Conclusion
Summary of Analysis
Technical interviews, assessments, and the necessary preparation for job applications is an integral part of securing a career in the tech world, specifically fields such as data science, software engineering, data engineering, etc. The pressure that job applications puts on those seeking a new position naturally generates content: content regarding interview preparation, the application processes at certain companies, the skills necessary and desirable to secure a particular role, and more. This is especially prominent for the younger generations, who utilize online platforms for discussions, debates, help, and more. Content is data, and data can be gathered and used to find solutions and/or gain more insight. Consequently, Reddit is a key data source to gain more insight into the world of technical job applications. The work done throughout this website heavily focuses on gaining insights from the Reddit data to better understand the discussion regarding this topic online. Various forms of analyses were conducted to achieve this goal.
Through exploratory data analysis (EDA), the provided Reddit data was filtered down to contain only subreddits with posts falling under the topic areas of technical interviews, coding practice, general interviews, and more. The barplot below displays the specific subreddits used to filter the data and the number of posts falling under each. Even with this refined data set, the overall size warranted the use of big data methods and cloud computing with AWS in order to complete the outlined tasks. With these methods, the data was processed in order for further analysis to be conducted, mainly relating to natural language processing and machine learning. In addition, visualizations were used not only in the EDA tab but throughout the website to capture the progression of the analysis and display insights at each step in a clear, visual manner. Finally, an external data set regarding compensation for popular companies was gathered, cleaned, and merged with the existing Reddit data to further the analysis.

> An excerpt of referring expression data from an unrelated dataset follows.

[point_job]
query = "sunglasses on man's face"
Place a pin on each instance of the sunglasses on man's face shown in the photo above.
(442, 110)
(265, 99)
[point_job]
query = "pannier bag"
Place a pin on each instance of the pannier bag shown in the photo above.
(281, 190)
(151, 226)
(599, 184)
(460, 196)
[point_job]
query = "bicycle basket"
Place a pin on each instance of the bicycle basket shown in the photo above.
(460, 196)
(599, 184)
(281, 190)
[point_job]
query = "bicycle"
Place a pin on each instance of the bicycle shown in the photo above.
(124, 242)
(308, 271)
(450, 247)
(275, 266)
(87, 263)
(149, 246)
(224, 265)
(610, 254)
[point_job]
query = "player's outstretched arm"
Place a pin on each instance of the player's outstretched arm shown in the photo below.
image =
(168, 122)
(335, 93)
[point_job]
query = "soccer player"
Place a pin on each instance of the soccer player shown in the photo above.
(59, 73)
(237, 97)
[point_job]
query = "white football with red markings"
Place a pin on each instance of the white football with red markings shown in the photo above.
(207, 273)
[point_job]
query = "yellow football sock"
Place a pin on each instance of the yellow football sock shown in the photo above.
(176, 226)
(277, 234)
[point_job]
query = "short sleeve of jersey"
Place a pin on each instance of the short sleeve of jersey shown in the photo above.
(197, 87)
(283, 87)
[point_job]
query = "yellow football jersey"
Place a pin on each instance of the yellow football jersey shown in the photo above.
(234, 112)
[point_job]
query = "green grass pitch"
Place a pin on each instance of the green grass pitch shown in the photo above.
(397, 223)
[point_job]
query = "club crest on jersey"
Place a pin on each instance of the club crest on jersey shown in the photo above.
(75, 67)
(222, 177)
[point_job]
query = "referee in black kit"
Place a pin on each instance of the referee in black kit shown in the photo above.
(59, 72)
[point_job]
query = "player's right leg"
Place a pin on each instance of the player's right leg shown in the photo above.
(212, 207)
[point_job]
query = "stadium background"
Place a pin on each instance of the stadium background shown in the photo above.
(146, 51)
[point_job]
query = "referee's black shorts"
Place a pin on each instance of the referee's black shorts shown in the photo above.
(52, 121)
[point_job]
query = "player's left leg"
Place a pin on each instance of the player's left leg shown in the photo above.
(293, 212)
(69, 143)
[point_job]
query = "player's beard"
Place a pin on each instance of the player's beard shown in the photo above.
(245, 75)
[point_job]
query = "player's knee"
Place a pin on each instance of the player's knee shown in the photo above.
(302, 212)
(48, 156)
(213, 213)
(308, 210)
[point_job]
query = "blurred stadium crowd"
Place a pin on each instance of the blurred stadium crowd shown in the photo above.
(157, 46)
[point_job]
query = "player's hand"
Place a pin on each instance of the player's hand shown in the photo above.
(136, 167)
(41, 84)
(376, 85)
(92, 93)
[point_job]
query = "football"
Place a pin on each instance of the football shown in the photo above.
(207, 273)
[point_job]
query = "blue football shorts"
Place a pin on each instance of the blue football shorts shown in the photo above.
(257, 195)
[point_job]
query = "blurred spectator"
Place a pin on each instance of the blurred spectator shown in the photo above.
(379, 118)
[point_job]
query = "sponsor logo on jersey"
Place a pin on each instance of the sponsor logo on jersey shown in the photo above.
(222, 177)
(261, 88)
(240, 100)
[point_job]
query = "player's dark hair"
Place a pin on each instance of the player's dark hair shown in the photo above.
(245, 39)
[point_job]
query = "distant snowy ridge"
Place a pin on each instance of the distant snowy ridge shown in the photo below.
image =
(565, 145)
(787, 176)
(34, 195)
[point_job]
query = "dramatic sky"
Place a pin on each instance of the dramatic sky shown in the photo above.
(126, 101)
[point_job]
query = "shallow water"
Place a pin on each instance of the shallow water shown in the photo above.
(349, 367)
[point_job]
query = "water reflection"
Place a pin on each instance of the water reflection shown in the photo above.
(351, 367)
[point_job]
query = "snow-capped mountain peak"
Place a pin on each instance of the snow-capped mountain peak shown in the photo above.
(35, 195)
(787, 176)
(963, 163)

With the Reddit data being largely text from the posts and comments, there was a multitude of ways to leverage natural language processing techniques to gain further insight from the data. Searching the text using regular expressions allowed the creation of new variables. The table below summarizes the number of times each of the new variables were tagged out of the Reddit comments. The new variables were checking for comments regarding general technical areas, asking for help, asking questions, and mentioning one or more of the FAANG companies. Please see the NLP tab for further details on the data tagging and regular expressions used. Finally, sentiment analysis was used to gain an understanding of the emotions surrounding the discourse behind searching for jobs and sharing interview experiences. The results showed that Reddit is a safe space for this type of discourse with positive sentiment overwhelmingly outweighing negative and neutral sentiment.
REGEX | TRUE | FALSE |
---|---|---|
Technical Comment | 20955 | 85268 |
Comment Asking For Help | 8969 | 97254 |
Comment Asking A Question | 21703 | 84520 |
FAANG Comment | 3797 | 102426 |
Taking the natural language processing analysis one step further, machine learning methods enabled deeper insights into the distribution of topics, themes, and usefulness covered in the Reddit posts. Posts were deemed useful, semi-useful, or not useful based on a theoretical system of classification. A model was able to predict these classifications on unseen Reddit posts with some accuracy, but left room for improvement due to the highly-efficient but imperfect theoretical classification system. Other machine learning methods revealed three primary topics among the collective Reddit post text: (1) interviewing advice, (2) technical and computer programming advice, and (3) technical interview preparation advice. Although the third topic appears to be a mix of the first two topics, further clustering analysis reaffirmed this distinct separation of themes throughout the Reddit text.
Final Thoughts and Next Steps
Overall, the analysis concludes that Reddit is a dependable source for aid and insight into job searching and interview preparation. While analyzing the accuracy of claims made on Reddit fell outside the scope of this analysis, the analysis did affirm that the user-shared content on Reddit is largely on-topic, positive, and useful. If given more time and resources, future work on this analysis would explore ways to leverage machine learning methods to analyze accuracy and filter out posts that do not meet a desired level of relevance, positivity, and usefulness. Because the job market is constantly changing, these results could be streamlined with a live feed of Reddit posts to keep insights topical for anyone in the midst of applying and interviewing for jobs.